A week into April I found myself completely transitioned from working behind a screen to my hands covered in compost, unable to check my messages. It’s awesome. This is why I farm. I love being outside, covered in dirt, with wet, matted hair. Thank Manure it’s finally time to work the soil! We direct seeded about twelve beds at the David Thompson Secondary schoolyard farm, a handful of which are now sprouting. These sprouts are destined to be the first veggies in your CSA box or your June market haul! Time to get excited!

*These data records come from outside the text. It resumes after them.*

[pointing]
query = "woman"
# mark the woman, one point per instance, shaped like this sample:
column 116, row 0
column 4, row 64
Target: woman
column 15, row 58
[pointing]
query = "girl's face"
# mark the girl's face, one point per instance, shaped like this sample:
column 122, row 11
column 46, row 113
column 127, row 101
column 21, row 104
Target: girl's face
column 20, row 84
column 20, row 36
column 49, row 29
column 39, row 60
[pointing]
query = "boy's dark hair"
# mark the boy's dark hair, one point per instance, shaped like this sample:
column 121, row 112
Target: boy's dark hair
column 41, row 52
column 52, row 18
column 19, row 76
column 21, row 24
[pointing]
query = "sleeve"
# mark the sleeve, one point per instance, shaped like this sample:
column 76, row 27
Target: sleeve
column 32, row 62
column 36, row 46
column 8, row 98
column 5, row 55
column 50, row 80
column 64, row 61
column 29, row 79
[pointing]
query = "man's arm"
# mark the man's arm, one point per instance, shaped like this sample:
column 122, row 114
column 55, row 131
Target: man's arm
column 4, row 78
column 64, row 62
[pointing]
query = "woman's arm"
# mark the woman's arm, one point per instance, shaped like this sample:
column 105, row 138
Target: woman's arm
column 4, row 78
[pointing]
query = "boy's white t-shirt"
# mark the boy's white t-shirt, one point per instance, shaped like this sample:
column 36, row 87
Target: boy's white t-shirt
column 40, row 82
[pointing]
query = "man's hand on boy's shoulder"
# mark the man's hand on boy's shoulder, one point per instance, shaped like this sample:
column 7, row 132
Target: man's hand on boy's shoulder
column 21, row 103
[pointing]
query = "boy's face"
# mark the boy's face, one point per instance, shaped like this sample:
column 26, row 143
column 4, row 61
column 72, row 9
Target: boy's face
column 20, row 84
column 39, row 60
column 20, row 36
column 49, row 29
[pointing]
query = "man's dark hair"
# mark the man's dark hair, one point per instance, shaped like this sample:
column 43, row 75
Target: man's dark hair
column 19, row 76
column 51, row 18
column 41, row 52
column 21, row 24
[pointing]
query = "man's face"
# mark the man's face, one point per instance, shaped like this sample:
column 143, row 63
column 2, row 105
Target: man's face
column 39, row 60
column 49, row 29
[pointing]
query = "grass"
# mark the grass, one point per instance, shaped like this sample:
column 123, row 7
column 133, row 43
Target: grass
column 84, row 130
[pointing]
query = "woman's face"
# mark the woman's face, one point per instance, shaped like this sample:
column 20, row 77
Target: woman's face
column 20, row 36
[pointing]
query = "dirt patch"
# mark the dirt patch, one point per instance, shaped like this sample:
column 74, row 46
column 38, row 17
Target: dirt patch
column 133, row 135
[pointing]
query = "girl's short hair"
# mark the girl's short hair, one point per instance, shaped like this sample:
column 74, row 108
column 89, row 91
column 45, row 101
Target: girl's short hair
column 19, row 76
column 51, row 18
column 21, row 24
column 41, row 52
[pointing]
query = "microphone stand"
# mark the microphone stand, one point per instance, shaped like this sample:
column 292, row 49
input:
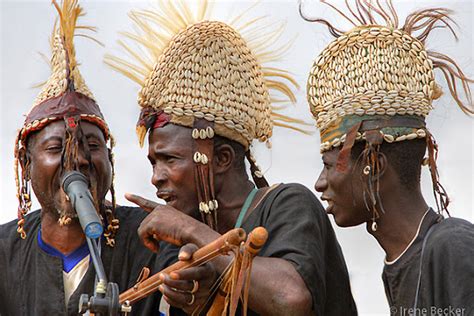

This month, I spent about 2 out of 5 days each week fiddling around with irrigation. This time reminds me once again, how important preparation is for a smooth farm season. When Fresh Roots starts up the growing season, Gray, our Infrastructure Manager, first has to test all the lines and replace any broken bits. Any leaks (or explosive sprays!) need to be repaired before we can hook up the lines that will water our seed babies. Next, we make lists of the parts we need, place an order, and pick them up, sometimes requiring a trip out to Abbotsford. Ideally, we would have a very organized inventory of all the essential, tiny, plastic parts that are dispersed over our many sites. Fresh Roots operates over six sites across the lower mainland (and counting) so this process is a little like herding cats with a broom. 

 

Once we’ve got all our bits and bobs, we need to assemble them according to crop, asking questions like, “do we need overhead or drip irrigation;” “do we need 1, 2, or 3 lines per bed;” “what kind of emitters do we need and what’s their coverage;” etc etc. It’s a little bit like lego, which is kind of fun, but also tedious. Once everything is in working order we finally set the timers… the hardest part. The technology is not user-friendly. It’s like setting an alarm on a water-damaged watch from the ’90s: half-analog, half-digital, with about two dozen impossible-to-find settings buried under complex command chains. TBH, I’m not really sure if these minutiae are interesting to you, Dear Reader, but there you have it – irrigation in all its tiny, explosive glory. 

 

Our seedlings in the greenhouse are now fully irrigated and warm under the clear light shining through fresh panes of glass. It seems like the ideal situation, right? Wrong. Turns out a heavenly courtyard in the middle of a school is also a haven for small animals that like to chew things — namely, about a dozen trays of gorgeous plant babies. I can’t blame the animals. Who doesn’t love a sumptuous spring salad after a winter of garbage… Er, turkey? Our response was to build 6 more cages to protect our precious seedlings from grazing. It also spurred a much-needed deep clean in all the nooks, crannies, and under-the-stairs. The whole team — all departments — banded together to tackle this work and it felt so good to accomplish it together.